Can a quadrilateral with four not coplanar points have four right angles?

Question

Can all of its angles be 90°? My guess is yes, but I can't properly prove it

Answer 1

Let $ABCD$ your "quadrilireral".

Thus, $\measuredangle ABD=\measuredangle BCD=90^{\circ}$, but $AB$ and $CD$ are not coplanar.

Now, there are unique planes $\alpha$ and $\beta$ such that $\alpha||\beta$, $AB\subset \alpha$ and $CD\subset \beta$.

Now, if $\measuredangle BAD=\measuredangle ADC=90^{\circ}$ then $AD\perp \alpha$, which says $AD||BC$, which is a contradiction.

Answer 2

Consider the quadrilateral $ABCD$ with four right-angles. The diagonal $AC$ subtends angles of $90^{\circ}$ at $B$ and $D$ so the points lie on a sphere centre the midpoint of $AC$. Similarly they lie on a sphere centre the midpoint of $BD$, whence the midpoints coincide.

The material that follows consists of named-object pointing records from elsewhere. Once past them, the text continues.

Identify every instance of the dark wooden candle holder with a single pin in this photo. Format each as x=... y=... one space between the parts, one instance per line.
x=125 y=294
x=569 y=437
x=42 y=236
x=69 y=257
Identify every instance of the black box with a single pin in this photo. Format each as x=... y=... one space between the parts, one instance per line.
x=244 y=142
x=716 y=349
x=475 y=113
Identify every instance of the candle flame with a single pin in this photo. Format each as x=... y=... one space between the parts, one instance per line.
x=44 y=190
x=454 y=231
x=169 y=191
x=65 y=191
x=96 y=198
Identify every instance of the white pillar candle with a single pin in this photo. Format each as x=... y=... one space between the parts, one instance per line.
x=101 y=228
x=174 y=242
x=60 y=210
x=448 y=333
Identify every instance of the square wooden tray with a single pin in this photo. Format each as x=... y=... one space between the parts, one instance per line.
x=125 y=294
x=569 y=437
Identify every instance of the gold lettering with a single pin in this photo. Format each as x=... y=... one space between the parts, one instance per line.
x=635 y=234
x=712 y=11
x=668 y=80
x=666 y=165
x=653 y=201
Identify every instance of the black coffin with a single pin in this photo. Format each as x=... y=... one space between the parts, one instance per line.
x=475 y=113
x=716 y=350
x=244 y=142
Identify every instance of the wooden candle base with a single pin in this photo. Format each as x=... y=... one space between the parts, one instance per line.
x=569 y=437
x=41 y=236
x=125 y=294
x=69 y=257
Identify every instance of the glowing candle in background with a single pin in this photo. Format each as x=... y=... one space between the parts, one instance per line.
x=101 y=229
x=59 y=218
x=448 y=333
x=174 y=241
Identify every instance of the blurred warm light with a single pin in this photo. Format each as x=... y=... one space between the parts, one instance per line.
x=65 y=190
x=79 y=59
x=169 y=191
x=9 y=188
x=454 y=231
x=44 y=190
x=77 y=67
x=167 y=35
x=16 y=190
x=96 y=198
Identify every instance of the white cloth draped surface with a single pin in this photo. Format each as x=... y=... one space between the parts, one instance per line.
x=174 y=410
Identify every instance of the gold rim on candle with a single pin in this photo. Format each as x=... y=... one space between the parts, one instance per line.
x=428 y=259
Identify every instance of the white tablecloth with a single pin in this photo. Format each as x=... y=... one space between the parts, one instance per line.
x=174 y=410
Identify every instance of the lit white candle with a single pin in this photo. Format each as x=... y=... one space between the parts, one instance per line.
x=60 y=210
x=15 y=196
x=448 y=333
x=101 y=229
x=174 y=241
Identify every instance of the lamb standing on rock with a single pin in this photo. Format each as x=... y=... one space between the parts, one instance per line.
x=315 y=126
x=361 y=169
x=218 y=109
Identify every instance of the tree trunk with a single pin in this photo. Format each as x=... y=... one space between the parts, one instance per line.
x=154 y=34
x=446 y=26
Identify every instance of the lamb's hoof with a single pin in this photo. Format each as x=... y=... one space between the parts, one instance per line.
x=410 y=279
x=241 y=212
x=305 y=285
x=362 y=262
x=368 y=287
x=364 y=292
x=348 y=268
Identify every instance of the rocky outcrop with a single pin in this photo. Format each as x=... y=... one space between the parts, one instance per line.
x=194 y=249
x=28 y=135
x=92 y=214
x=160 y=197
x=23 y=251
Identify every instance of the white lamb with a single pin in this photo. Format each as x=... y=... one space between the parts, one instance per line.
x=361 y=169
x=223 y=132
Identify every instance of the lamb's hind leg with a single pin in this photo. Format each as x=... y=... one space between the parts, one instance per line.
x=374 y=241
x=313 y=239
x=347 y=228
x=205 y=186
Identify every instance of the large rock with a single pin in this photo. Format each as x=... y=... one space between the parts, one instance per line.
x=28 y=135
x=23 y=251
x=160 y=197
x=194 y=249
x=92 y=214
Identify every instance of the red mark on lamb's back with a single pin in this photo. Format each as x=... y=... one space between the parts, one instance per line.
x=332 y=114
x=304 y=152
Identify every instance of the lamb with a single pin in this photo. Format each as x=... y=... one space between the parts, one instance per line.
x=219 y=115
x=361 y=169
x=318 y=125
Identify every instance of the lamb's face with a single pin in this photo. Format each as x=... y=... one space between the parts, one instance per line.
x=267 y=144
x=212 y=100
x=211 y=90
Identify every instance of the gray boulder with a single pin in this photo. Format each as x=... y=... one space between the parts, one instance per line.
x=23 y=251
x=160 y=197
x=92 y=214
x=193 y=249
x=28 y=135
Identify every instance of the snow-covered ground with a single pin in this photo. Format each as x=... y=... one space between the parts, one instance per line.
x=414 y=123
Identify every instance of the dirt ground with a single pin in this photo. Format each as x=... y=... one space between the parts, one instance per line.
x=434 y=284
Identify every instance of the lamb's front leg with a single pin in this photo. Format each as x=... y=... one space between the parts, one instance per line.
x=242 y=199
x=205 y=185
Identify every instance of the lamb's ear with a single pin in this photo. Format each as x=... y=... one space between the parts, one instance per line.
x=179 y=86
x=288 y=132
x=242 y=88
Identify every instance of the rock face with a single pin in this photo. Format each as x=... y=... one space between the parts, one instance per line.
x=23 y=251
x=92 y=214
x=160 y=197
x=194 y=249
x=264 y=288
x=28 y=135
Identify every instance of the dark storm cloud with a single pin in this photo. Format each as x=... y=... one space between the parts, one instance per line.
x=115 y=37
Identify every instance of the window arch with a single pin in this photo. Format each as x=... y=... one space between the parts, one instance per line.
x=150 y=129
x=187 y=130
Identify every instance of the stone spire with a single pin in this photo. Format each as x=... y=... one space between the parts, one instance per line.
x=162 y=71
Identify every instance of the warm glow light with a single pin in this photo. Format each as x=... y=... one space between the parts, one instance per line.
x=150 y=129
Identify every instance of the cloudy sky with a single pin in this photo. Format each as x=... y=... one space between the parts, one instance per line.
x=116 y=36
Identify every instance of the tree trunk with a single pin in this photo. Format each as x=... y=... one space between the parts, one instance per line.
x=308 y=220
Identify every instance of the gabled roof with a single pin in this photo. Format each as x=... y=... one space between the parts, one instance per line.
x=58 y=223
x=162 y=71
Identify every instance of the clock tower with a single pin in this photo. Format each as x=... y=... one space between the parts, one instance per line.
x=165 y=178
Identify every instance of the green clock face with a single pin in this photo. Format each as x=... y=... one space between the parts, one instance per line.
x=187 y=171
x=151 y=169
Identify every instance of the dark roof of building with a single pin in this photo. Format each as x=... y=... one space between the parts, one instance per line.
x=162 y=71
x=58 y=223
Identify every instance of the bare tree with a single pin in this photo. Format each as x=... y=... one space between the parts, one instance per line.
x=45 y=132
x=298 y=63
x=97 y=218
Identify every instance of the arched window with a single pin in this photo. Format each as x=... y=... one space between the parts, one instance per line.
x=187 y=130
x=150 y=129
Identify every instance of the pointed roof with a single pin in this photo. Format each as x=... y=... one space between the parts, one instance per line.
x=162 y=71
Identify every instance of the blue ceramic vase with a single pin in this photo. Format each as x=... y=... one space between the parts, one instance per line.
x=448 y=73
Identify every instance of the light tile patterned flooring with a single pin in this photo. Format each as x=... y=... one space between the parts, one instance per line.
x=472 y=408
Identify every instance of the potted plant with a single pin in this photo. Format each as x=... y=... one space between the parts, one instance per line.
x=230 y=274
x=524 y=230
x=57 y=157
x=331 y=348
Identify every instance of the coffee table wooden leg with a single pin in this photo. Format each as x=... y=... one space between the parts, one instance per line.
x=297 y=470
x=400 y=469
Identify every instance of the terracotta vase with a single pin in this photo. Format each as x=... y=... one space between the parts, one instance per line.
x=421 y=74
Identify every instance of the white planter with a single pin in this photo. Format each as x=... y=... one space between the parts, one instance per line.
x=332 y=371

Thus the diagonals bisect each other, and in particular lie in the same plane, whence their endpoints, the vertices of the quadrilateral, lie in the same plane.

Answer 3

Its simply not possible. Consider $ABC$ figure where $AB = BC = a$ and $AB \perp BC$. Then we draw two circles perpendicular to plane of $ABC$ centred at $A$ and $C$ of radius $a$ (side length of square). These circles represent possible position for point $D$ of square.

Then we see these circles intersect only once! That too in plane of $ABC$. So here lies the fourth point, in plane of $ABC$